Trauer im Dählhölzli: Seehundbaby Caya lebt nicht mehr. Besonders bestürzt ist die Klasse 5b aus Hinterkappelen – sie durfte das kleine Tier vor zwei Wochen taufen.

«Caya war unser Seehund – deshalb geht uns ihr Tod sehr nahe», sagt Hans-Markus Tschirren, Klassenlehrer der 5b in Hinterkappelen. Er setzte sich gestern morgen mit seinen 22 Schülern in einem Kreis zusammen und teilte ihnen die schreckliche Nachricht mit. «Alle waren traurig und nachdenklich», so Tschirren. «Aber in so einem Fall ist man machtlos.»

Warum das Seehund-Mädchen gerade mal fünf Wochen nach seiner Geburt starb,

ist noch unklar. «Wir merkten am vergangenen Mittwoch, dass etwas nicht stimmt», sagt Marc Rosset vom Tierpark Dählhölzli. «Caya war einfach nicht fit und verbrachte viel Zeit an Land.» Die Pfleger nahmen das Tier sofort in Quarantäne und betreuten es intensiv. Doch es nützte alles nichts: Am Donnerstag hörte Caya auf zu atmen.

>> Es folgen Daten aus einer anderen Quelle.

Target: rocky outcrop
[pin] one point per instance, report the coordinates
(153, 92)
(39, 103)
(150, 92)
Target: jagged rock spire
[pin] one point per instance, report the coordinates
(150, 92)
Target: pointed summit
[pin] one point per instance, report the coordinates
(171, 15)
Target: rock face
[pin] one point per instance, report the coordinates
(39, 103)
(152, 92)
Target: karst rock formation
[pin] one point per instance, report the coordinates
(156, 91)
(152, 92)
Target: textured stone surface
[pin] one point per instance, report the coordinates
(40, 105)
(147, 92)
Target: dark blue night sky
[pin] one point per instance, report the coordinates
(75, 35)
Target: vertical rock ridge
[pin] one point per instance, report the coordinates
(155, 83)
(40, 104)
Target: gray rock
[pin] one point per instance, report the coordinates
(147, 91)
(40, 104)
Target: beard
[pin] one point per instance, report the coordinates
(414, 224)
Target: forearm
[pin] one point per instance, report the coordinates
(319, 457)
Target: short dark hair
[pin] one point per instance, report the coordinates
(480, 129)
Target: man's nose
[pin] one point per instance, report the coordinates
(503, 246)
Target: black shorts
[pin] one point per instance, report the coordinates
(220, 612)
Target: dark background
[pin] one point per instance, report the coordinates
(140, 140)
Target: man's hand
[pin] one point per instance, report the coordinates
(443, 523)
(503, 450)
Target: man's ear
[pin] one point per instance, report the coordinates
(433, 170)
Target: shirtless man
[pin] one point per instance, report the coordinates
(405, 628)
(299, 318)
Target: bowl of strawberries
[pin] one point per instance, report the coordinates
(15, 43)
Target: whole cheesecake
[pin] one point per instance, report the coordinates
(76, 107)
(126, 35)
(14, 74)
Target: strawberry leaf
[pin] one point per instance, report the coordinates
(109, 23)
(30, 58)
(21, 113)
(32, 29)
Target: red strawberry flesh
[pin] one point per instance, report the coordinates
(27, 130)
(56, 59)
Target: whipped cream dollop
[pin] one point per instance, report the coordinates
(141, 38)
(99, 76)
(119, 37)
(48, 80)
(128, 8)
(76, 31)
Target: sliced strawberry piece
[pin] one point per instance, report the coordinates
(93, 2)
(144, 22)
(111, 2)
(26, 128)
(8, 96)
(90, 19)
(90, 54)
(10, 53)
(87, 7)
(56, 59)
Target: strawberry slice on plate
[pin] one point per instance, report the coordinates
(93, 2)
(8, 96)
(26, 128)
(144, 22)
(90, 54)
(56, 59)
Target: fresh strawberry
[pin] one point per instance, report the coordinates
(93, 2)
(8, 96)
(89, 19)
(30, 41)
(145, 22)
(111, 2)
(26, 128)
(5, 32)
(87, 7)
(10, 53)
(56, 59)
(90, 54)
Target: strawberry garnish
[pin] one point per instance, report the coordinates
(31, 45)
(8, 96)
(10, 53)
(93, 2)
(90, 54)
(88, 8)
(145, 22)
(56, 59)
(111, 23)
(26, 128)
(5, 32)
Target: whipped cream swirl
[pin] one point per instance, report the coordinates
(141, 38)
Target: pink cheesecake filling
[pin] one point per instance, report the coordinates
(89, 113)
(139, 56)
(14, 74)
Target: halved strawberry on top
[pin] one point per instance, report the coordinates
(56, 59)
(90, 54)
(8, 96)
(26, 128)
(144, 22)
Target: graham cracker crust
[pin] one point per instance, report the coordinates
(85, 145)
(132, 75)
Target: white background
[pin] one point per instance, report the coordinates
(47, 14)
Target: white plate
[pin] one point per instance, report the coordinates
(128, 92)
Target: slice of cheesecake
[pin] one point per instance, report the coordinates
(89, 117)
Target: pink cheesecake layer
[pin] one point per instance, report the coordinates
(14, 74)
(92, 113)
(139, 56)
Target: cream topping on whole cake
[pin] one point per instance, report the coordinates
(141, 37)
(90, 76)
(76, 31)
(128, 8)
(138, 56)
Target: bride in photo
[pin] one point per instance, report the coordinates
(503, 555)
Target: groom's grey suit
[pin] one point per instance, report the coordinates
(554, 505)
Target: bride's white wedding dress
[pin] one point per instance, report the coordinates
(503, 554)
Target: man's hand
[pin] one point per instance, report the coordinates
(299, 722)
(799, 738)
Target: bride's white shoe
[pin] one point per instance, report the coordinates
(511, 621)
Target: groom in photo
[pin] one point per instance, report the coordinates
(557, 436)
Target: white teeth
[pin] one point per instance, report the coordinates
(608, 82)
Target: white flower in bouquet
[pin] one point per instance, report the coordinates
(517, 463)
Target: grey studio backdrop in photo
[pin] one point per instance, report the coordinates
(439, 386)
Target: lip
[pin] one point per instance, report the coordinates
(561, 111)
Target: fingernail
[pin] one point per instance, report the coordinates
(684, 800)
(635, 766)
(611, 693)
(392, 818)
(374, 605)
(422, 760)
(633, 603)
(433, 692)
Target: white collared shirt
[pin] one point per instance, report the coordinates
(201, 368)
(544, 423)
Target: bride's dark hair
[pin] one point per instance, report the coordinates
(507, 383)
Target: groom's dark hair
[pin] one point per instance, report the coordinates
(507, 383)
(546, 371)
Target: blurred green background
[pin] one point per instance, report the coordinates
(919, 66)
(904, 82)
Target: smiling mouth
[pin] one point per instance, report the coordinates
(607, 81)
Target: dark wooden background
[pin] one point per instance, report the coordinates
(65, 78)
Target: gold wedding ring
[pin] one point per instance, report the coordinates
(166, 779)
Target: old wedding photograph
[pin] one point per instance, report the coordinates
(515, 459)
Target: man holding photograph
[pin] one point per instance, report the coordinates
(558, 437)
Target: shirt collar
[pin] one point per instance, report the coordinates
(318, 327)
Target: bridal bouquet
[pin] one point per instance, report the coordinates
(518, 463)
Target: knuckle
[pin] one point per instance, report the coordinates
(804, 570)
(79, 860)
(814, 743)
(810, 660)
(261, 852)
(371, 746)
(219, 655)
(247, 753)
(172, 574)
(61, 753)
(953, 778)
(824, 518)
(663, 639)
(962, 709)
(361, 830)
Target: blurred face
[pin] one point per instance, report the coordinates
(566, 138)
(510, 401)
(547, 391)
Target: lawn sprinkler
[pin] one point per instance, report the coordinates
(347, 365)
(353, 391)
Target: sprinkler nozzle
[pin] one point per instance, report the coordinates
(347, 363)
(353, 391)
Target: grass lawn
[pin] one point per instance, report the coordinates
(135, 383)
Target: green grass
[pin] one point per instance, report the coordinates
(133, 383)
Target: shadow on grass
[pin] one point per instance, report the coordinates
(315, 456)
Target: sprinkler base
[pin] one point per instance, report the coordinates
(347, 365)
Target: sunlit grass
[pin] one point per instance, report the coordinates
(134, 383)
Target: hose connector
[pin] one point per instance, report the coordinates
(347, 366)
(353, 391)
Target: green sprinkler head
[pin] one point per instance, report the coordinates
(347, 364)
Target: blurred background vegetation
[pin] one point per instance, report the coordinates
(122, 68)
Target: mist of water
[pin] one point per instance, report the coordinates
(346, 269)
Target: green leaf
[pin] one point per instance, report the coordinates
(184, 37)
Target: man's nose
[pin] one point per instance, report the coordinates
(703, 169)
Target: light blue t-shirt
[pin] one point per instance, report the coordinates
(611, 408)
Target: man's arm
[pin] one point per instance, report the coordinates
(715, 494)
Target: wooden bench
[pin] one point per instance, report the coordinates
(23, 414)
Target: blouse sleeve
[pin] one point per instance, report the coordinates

Jetzt wird ihr kleiner Körper an der Uni Bern obduziert. Fest steht: Erst vor kurzem wurde Caya entwöhnt. Denn Seehund-Mütter säugen ihre Babys nur etwa 30 Tage lang. Rosset: «Danach müssen die Kleinen von ihren Reserven zehren – diese Umstellung ist schwierig für die Tiere.» Eine gute Nachricht bleibt: Cayas Spielgspänli Leo, der am 29. August zur Welt kam, gedeiht prächtig.